Hacker Newsnew | past | comments | ask | show | jobs | submitlogin
GHunt – An OSINT tool to extract information about a Google account (github.com/mxrch)
247 points by jennifer_lopez on Oct 3, 2020 | hide | past | favorite | 39 comments


Unless something changed lately, this is a little deceiving.

If you check your own account, it finds albums and can even download some shared photos.

If you check the same account but using another account's cookies… surprise surprise, "No album" appears.

# Own account

    Name: ---public name----

    Last profile edit : 2019/12/01

    Email : ----------@gmail.com
     Google ID : ------id------

    Hangouts Bot : No

    Activated Google services :
     - Photos
     - Maps

    Google Photos : https://get.google.com/albumarchive/------id------
     => 4 albums, 50 photos

    Searching metadata...
     [+] 1 device found !

    - Apple iPhone 7 (40 pics) [2017/01/1]
     -> 1 Firmware found !
     --> 10.3.0 [2017/01/1]

    Google Maps : https://www.google.com/maps/contrib/------id------/reviews
     => 167 reviews found !

    Probable location (confidence => Okay) :
     - --------, ----------

# Other account

    Name: ---public name----

    Last profile edit : 2019/12/01

    Email : ----------@gmail.com
     Google ID : ------id------

    Hangouts Bot : No

    Activated Google services :
     - Photos
     - Maps

    Google Photos : https://get.google.com/albumarchive/------id------
     => No album

    Google Maps : https://www.google.com/maps/contrib/------id------/reviews
     => No reviews


From the readme:

> 02/10/2020 : Since few days ago, Google return a 404 when we try to access someone's Google Photos public albums, we can only access it if we have a link of one of his albums. Either this is a bug and this will be fixed, either it's a protection that we need to find how to bypass. So, currently, the photos & metadata module will always return "No albums" even if there is one.


I hate these date formats. I wish folks would use the iso standard YYYY-MM-DD


Agreed.

However YYYY-MM-DD is symmetric to DD-MM-YYYY ...


Dash positions say otherwise


Yeah, when I read a date and try to make sense of it I try below- but also often not correct:

. == day month year

/ == month day year

- == year month day


I don't understand what you are trying to say. YYYY-MM-DD is the reverse of DD-MM-YYYY and the other way round.


How convenient that this repo was published just a day too late. Now it’s just advertising something that it doesn’t do, either because it never did or because Google fixed it. I think it’s the former.

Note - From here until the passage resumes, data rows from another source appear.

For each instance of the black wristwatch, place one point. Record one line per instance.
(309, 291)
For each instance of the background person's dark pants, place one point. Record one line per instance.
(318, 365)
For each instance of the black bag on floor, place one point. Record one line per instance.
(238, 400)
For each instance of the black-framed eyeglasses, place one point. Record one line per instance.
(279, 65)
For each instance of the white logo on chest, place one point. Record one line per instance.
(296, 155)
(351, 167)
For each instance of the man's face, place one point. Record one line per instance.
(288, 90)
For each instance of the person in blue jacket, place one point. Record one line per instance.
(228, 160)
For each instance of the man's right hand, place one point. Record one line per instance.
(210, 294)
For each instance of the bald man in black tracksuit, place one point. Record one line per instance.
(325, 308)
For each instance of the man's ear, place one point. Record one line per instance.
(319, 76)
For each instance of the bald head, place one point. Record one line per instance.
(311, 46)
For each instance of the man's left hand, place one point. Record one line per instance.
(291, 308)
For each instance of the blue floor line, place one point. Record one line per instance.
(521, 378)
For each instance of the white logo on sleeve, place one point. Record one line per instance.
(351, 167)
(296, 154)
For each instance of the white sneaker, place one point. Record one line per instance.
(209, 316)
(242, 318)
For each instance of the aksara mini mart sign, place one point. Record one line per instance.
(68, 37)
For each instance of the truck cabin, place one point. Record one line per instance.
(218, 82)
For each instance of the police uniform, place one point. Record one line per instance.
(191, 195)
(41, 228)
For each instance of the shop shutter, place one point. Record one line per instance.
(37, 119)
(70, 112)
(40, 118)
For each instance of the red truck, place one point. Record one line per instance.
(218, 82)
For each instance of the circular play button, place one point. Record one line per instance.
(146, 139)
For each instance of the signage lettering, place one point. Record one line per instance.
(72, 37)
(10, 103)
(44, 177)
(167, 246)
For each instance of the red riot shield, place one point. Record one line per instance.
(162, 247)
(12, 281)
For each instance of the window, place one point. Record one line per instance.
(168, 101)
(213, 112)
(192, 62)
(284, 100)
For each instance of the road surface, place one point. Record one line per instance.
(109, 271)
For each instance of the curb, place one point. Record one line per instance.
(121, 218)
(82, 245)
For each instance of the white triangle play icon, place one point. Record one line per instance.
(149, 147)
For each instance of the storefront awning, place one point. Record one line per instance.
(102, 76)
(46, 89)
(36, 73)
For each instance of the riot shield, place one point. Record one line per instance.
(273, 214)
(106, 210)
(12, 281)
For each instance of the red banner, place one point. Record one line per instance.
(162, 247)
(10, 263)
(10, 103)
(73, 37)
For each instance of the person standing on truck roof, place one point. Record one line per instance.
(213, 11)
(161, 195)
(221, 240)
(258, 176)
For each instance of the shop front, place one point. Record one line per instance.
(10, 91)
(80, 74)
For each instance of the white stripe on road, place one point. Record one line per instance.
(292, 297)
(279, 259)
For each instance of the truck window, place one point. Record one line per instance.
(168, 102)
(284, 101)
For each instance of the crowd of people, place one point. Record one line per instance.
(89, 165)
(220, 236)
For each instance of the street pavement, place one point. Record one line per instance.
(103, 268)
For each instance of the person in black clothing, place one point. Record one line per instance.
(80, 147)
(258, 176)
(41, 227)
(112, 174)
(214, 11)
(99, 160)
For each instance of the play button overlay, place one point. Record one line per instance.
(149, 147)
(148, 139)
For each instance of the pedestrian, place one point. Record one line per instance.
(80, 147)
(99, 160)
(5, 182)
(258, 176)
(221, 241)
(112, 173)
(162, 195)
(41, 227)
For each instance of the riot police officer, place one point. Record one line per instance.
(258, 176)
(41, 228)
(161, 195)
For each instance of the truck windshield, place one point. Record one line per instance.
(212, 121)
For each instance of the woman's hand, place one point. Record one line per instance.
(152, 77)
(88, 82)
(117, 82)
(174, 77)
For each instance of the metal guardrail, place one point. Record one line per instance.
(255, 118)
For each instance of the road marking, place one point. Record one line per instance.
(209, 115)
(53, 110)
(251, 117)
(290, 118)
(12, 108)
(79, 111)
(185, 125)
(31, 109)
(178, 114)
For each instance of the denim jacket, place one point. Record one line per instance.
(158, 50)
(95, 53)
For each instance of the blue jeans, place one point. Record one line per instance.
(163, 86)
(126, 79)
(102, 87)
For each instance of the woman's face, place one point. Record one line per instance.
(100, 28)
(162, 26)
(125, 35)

Doesn't really work for Google accounts that have reasonable privacy configuration, in which case it only tells you the email (which you specified), the account ID, the main account name and last profile edit. Of these the main account name might be the real name for many people, but I don't think that's required. The account name is also publicly used by Google in a whole bunch of places (e.g. when you read a Google Docs doc).

It also lists Youtube channels with similar names, which is generally wrong.


I think even if 99% of google users have strict privacy, this tool is still worth it for data brokers as they can run email lists of millions of users.

And every data about a user that can be connected to the rest of the master data is gold as its all about the network effect.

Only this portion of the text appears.